Visioneer’s Mobility portable scanner has a built-in battery pack and memory card slot so it can scan completely on its own, saving images on the card for later transfer to a computer.
There are two sockets on the back of the scanner. One takes the supplied 1GB MicroSD card through a supplied adapter that allows it to fit into the full-SD-card sized slot.
The other allows USB devices to be plugged in: if you connect an Android, Blackberry or Windows smartphone (though not an iPhone) using the USB cable that came with the phone, you should be able to view the contents of the scanner’s card and check the pages as you scan them, a great idea.
The Mobility scanner itself is about 30cm, with power and option buttons on top. The option button selects between photos in JPEG format and black-and-white and colour PDFs.
The scanner starts as soon as it senses something in its feed slot, so no button is needed for that.

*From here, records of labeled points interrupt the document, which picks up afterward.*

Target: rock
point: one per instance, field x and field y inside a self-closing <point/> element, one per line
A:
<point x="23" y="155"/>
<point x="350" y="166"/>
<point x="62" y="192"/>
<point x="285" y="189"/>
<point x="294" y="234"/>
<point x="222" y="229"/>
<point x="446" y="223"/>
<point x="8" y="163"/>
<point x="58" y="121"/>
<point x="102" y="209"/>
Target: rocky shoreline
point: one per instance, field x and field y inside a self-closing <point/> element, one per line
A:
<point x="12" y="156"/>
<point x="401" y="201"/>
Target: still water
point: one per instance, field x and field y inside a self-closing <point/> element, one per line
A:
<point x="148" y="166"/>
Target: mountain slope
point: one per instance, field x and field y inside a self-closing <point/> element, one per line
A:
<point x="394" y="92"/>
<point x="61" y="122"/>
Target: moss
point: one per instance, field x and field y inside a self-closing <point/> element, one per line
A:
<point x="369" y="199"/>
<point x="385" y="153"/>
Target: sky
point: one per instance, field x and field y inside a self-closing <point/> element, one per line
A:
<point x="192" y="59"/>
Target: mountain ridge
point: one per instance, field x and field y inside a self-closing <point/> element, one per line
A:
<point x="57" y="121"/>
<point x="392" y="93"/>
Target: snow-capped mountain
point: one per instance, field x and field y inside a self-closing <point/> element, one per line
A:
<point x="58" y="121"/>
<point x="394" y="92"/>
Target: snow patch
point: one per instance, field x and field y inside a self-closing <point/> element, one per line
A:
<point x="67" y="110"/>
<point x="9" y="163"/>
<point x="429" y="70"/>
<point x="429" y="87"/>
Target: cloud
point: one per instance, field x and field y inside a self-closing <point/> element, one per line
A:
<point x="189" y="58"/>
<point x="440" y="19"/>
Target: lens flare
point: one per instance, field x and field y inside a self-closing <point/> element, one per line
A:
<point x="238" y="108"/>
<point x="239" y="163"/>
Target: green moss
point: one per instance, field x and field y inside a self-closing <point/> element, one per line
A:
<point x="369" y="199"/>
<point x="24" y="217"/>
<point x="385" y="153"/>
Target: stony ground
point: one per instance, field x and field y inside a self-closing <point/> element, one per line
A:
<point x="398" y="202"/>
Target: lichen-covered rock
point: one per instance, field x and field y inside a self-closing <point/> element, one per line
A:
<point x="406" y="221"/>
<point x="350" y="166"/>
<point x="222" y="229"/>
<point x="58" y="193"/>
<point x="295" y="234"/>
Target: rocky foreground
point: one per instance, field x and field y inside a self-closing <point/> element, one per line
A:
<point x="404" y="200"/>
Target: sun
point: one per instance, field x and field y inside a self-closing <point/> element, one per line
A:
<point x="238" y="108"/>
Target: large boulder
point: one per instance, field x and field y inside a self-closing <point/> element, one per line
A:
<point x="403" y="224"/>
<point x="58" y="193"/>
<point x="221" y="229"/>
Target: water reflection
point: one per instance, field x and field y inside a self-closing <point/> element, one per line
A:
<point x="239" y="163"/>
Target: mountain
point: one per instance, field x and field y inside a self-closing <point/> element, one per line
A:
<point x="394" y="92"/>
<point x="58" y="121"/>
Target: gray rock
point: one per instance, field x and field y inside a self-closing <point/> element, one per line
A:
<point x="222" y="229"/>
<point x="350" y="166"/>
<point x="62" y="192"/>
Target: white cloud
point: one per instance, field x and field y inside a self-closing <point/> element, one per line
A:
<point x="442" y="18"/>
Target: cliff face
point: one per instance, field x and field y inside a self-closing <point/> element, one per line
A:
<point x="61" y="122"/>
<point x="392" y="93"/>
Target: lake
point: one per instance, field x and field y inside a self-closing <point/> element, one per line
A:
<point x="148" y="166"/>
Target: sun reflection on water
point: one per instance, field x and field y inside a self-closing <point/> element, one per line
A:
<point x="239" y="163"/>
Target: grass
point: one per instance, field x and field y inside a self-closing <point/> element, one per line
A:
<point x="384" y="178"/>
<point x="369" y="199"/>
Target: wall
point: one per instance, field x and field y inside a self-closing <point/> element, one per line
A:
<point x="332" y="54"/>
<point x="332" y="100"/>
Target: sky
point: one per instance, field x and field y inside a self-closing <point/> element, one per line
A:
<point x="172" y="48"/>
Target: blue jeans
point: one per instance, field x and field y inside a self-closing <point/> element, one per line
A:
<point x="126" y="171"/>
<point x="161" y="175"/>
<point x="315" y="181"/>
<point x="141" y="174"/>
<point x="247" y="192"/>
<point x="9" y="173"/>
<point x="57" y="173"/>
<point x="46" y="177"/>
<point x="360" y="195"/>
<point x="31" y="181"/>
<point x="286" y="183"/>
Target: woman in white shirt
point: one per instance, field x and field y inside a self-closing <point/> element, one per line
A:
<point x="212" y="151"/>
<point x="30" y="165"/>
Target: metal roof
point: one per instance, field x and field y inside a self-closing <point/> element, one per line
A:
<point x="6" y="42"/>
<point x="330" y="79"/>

The software provided for PC owners was excellent, with full versions of Nuance Paperport 12 for managing scans, Omnipage 15 for OCR and a program for saving business cards.
But if you work with a Mac it’s less good. The Mac OS X Scan program will import images from the scanner’s SD card, but you have to delve into the folders to copy PDFs. It wasn’t hard, but there’s very little guidance in the electronic manual.
Scan times were good, with almost every page coming through in under 10 seconds, but this was partly due to the comparatively low resolution of 300dpi.
Most portable scanners, even other models from Visioneer, manage 600dpi. While 300dpi is sufficient for OCR and we saw near-perfect translations when we ran them through Omnipage, it’s not so good for photos.
Coloured areas looked grainy, particularly in the darker shades, and hues were not always accurate. We wouldn’t expect the same quality in a portable scanner as from a flatbed model, but the Visioneer Mobility’s results are sub-par given its price.